Three months into the marriage, she admitted, “I married the wrong man.” But she kept her fears to herself and chose to ignore that little voice in her head that kept warning her to get out of this hurtful relationship. “I will stay,” she said. “I’m in this union for the long haul; who knows? Maybe if I work harder to keep him interested in me, he’d change and save our marriage.”
She put on a brave face and continued with the charade. In public, they seemed like the perfect couple. He would put his arms around her and was ever mindful of her presence but the moment they were alone, sometimes in the privacy of their car, he would ignore her and act as if he was in the company of a hired escort and therefore do not owe her any of his time or explanation. Why didn’t she see through him? How could she be so naïve and vulnerable? She was blinded by love.
Another was wooed and won over by his chivalrous traits and generosity, “I am all yours,” he said. When she agreed to sleep with him, and after getting pregnant, she discovered that he was married and had a wife, five children, three dogs and a parakeet.
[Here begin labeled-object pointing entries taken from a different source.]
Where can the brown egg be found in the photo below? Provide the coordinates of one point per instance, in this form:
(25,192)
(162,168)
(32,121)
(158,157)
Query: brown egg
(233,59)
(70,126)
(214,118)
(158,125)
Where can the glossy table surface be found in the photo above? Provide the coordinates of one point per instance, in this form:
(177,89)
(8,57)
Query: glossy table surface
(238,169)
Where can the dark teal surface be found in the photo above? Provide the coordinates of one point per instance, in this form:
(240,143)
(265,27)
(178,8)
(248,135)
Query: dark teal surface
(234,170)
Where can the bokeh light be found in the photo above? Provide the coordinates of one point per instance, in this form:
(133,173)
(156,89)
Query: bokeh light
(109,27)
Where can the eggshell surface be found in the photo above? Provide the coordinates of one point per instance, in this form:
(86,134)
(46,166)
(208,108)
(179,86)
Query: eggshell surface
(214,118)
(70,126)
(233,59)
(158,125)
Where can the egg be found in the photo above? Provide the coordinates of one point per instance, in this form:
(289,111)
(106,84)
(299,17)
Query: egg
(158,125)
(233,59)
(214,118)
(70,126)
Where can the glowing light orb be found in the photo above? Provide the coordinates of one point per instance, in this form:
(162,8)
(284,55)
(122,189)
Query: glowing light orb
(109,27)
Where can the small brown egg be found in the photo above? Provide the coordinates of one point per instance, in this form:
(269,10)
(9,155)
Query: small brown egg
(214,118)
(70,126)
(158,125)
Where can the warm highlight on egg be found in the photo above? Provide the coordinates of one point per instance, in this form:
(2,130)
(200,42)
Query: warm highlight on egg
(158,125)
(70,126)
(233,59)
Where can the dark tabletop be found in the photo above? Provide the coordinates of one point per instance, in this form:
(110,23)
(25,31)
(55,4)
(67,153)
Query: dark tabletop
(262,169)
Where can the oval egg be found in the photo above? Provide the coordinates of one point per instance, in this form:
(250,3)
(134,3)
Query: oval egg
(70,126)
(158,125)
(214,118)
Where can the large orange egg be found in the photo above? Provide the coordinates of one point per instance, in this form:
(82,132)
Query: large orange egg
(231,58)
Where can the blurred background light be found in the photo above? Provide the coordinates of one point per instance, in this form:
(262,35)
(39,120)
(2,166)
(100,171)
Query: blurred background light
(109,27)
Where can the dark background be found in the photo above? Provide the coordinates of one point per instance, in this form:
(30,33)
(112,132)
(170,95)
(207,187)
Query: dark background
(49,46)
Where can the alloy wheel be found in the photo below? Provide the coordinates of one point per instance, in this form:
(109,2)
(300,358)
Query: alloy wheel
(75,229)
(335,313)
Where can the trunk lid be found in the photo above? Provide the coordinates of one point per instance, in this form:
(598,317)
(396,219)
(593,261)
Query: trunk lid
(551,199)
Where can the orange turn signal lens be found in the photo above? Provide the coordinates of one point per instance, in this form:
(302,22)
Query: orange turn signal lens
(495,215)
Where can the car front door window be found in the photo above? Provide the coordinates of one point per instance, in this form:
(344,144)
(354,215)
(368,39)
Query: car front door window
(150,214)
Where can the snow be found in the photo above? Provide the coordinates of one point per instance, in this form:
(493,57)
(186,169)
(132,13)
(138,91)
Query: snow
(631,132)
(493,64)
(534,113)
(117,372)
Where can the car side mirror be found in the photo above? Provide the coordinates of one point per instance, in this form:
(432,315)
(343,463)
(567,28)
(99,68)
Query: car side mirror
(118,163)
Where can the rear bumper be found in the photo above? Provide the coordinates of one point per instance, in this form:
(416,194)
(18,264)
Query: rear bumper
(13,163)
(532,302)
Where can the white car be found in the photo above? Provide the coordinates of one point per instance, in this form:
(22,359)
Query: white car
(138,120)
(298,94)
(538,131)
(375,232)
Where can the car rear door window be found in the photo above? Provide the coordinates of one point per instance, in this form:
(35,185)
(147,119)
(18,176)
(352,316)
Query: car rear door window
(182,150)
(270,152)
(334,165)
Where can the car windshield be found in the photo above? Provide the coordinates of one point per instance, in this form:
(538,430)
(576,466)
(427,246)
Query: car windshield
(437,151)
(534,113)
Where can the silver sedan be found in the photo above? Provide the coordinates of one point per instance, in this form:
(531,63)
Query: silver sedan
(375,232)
She was deceived by love.
These are some of the stories that happened to my peers. We never learn, do we? I thought that the tragic heroines that we studied in school and read in novels would serve as lessons in real life. Apparently not. Reading only gave us a detached feeling that “It can happen to others but not to me, pas moi, not me.”
In ballet, there too exists a fraternity of tragic heroines who were, as they say, “betrayed, tricked or jilted” by love. Their passion and commitment were so intense that they’d rather choose death than live without this scoundrel of a lover. A song I remember also celebrated it with oxymoronic lyrics: “Fools rush in so here I am, very glad to be unhappy.”
There was Giselle, the village girl who was heartbroken after being fooled by man who masqueraded as a commoner when he was in fact an aristocrat. She became the laughing stock of her peer, the whole village in fact.
There was Juliet Capulet who fell in love with Romeo Montague, the right man from the wrong side and they both met a tragic end.
The Japanese geisha, Cio-cio-san, known as Madame Butterfly, who didn’t check into the marital status of this navy officer who turned out to be a jerk and was out for a quick romance but nothing more serious or permanent than that.
There was Swan Lake’s Odette who fell in love with a prince who was hoodwinked by Odille, a look-alike of Odette, consequently the lovers cursed for eternity.
A young girl, Tatyana, fell in love with the cynical man-about-town, Onegin. He spurned her. Tatyana ended up marrying an older man. When Onegin returned into her life, granting that Tatyana still carried a torch for him, she chose to remain faithful to her husband, forever pining for her lost love.
In ballet, each story was filled with ardor with emotionally charged pas de deux that could set one in a state of melancholia. Where else can one interpret the agony of struggling to survive a one-sided love affair?
And so we watched these heroines come to a miserable end: Giselle dragged a sword around the stage, Cio-cio-san plunged a knife into her chest, Juliet ended her life with a dagger and Odette went into a dramatic death sequel. Was death the price to pay for love?
Oh so sad, like art imitating life.
I am willing to clutch my chest, heave deep sighs of sympathy and give my frenzied applause and shouts of “bravissima” to these tragidiennes but when the curtain drops, I would rather be in a real life love story where copious tears are shed out of strength of character, of joy and gratitude.
Yesterday, our favorite pilgrimage chaplain, Father Dave Concepcion, gave us a timely reminder: “Take charge of your life. Don’t allow anyone to take control of it.”
Let us celebrate the other type of heroine, the courageous woman, which all of us can be. She ran the full race and danced just as charmingly and graciously well, even after.